The Amazing Mr. X (1948, Bernard Vorhaus)

Around the halfway mark, The Amazing Mr. X gets a whole lot more interesting without ever being able to get much better. The film starts as a supernatural thriller, with widow Lynn Bari convinced her dead husband is calling to her, pissed off she’s getting close to accepting suitor Richard Carlson’s marriage proposal. Bari’s little sister, Cathy O’Donnell, is pressing her into accepting, while Bari secretly finds Carlson super-annoying. We know she finds him annoying because when she meets mentalist Turhan Bey on the beach, he can read her subconscious and reveal those grievances to her.

It’s a particular sequence with terrible composite shots—not just poorly matched as far as lighting. However, cinematographer John Alton’s achievement is basically never having a well-lighted scene or a well-composed angle on the composite shot. The angles on the backgrounds are wildly off, which might lend to an otherworldly, impressionist vibe, but director Vorhaus never goes for one. And then Bari’s terrible. Lots will change through Mr. X; the film’s got three major big twists, a couple big reveals, but the constant will always be Bari’s terrible performance. It’s not entirely her fault—Muriel Roy Bolton and Ian McLellan Hunter’s script is a combination of mysticism, deception, and light comedy; Vorhaus is particularly inept at the light comedy—but she’s still terrible. She’s never sympathetic, and pretty much everyone else, regardless of performance, manages to be sympathetic at one point or another.

If Bari were good, Mr. X. might be able to overcome its other failings like O’Donnell, Carlson, and Harry Mendoza. O’Donnell’s never good, but she’s enthusiastic; surprisingly, she was twenty-five in the film, she seems younger, not quite teenage but definitely not twenty-five. She’s particularly bad at the supernatural sequences. Actually, Bari’s better at them. O’Donnell plays them like there’s eventually going to be a punchline, which never arrives because it’s not actually light comedy no matter how much the script tries. Bari at least takes them seriously. But there’s some charm to O’Donnell’s failed approach, which gives Mr. X personality.
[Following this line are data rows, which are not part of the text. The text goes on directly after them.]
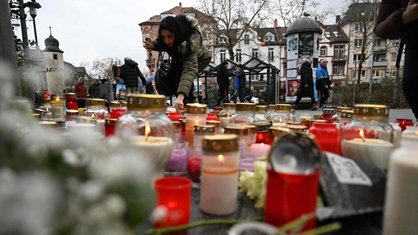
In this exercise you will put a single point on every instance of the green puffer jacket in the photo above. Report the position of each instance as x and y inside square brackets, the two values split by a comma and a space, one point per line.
[194, 62]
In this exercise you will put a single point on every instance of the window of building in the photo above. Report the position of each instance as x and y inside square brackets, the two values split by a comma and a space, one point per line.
[338, 69]
[222, 55]
[254, 53]
[271, 54]
[358, 42]
[339, 52]
[356, 57]
[323, 51]
[246, 39]
[359, 27]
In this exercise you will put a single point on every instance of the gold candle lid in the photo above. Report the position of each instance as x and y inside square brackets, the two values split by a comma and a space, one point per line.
[237, 130]
[197, 108]
[371, 110]
[213, 122]
[341, 108]
[329, 111]
[261, 108]
[179, 124]
[111, 121]
[245, 107]
[301, 128]
[114, 104]
[229, 105]
[139, 102]
[204, 129]
[261, 125]
[71, 95]
[220, 143]
[283, 107]
[347, 113]
[72, 112]
[276, 131]
[95, 102]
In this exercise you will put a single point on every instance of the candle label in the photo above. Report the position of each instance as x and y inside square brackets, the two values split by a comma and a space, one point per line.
[347, 171]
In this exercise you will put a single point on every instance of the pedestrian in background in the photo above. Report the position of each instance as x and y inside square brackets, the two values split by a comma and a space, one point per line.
[181, 38]
[323, 83]
[80, 89]
[222, 77]
[94, 89]
[306, 88]
[240, 75]
[130, 72]
[398, 19]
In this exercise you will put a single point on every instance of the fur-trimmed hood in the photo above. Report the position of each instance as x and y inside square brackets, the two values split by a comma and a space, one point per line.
[195, 38]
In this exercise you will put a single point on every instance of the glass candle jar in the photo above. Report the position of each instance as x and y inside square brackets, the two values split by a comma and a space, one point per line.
[369, 136]
[146, 111]
[116, 109]
[110, 126]
[219, 176]
[327, 136]
[71, 102]
[195, 115]
[293, 170]
[282, 114]
[58, 109]
[328, 114]
[260, 113]
[244, 114]
[200, 131]
[401, 207]
[95, 108]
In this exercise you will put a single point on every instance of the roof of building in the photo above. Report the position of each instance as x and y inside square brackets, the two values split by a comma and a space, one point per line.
[304, 24]
[52, 44]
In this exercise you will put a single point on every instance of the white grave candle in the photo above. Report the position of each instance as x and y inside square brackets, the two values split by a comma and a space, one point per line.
[219, 179]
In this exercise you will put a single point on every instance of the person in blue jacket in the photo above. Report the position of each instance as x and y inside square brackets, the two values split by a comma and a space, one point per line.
[323, 82]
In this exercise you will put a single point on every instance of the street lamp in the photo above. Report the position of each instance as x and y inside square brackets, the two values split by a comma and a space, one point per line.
[33, 10]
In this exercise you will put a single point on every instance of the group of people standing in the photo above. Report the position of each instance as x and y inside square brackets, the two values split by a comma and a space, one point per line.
[306, 87]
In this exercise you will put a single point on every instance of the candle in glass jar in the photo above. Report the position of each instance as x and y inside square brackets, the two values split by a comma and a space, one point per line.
[372, 151]
[219, 176]
[401, 205]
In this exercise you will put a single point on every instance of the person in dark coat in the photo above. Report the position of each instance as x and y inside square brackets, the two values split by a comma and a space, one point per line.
[130, 72]
[399, 19]
[222, 77]
[94, 89]
[180, 37]
[306, 88]
[240, 75]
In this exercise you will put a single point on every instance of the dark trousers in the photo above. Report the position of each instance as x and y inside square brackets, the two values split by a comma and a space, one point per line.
[323, 96]
[410, 78]
[301, 93]
[223, 95]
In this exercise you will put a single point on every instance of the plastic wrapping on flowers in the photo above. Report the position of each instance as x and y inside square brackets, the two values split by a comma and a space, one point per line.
[59, 182]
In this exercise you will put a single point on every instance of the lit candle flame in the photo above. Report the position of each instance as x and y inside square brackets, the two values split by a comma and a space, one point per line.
[361, 133]
[147, 130]
[221, 159]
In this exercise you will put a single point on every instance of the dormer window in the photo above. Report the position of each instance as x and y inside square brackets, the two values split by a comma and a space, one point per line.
[190, 13]
[246, 39]
[165, 14]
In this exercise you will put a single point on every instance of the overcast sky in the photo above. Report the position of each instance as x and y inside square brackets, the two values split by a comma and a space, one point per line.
[98, 29]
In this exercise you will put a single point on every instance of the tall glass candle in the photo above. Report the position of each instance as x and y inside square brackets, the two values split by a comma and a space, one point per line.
[219, 176]
[195, 115]
[401, 204]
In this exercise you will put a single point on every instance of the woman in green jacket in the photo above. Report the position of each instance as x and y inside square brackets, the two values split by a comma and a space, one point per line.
[180, 37]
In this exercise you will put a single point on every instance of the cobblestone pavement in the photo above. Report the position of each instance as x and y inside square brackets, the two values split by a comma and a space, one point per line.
[393, 114]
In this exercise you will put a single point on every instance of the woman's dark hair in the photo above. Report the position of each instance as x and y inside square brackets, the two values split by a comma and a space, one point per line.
[180, 27]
Especially after O’Donnell falls for Bey. She and Carlson have hired private investigator Mendoza (a real-life magician they presumably cast for his card tricks and not his screen presence; another mistake for the pile). His big idea to snoop on Bey is to get O’Donnell to go undercover for a reading. Except Bey’s able to see right through her subterfuge and instead seduces her.

That plot development—O’Donnell killing the investigation momentum—ought to stall out the picture but instead, Mr. X. does a deep dive into Bey. So the narrative focus goes from Bari to O’Donnell to Bey. It dollies back and widens the narrative in the third act, but it always keeps Bey in the proverbial shot. Partially because he’s the only one who knows everything going on once the third plot twist arrives, partially because he’s the only main actor giving a compelling performance. At the start, it seems like Bey’s going to be a stunt cast, an extended “exotic” cameo, with the focus being on Bari and Carlson… until the plot starts twisting and turning and Mr. X ceases to be predictable.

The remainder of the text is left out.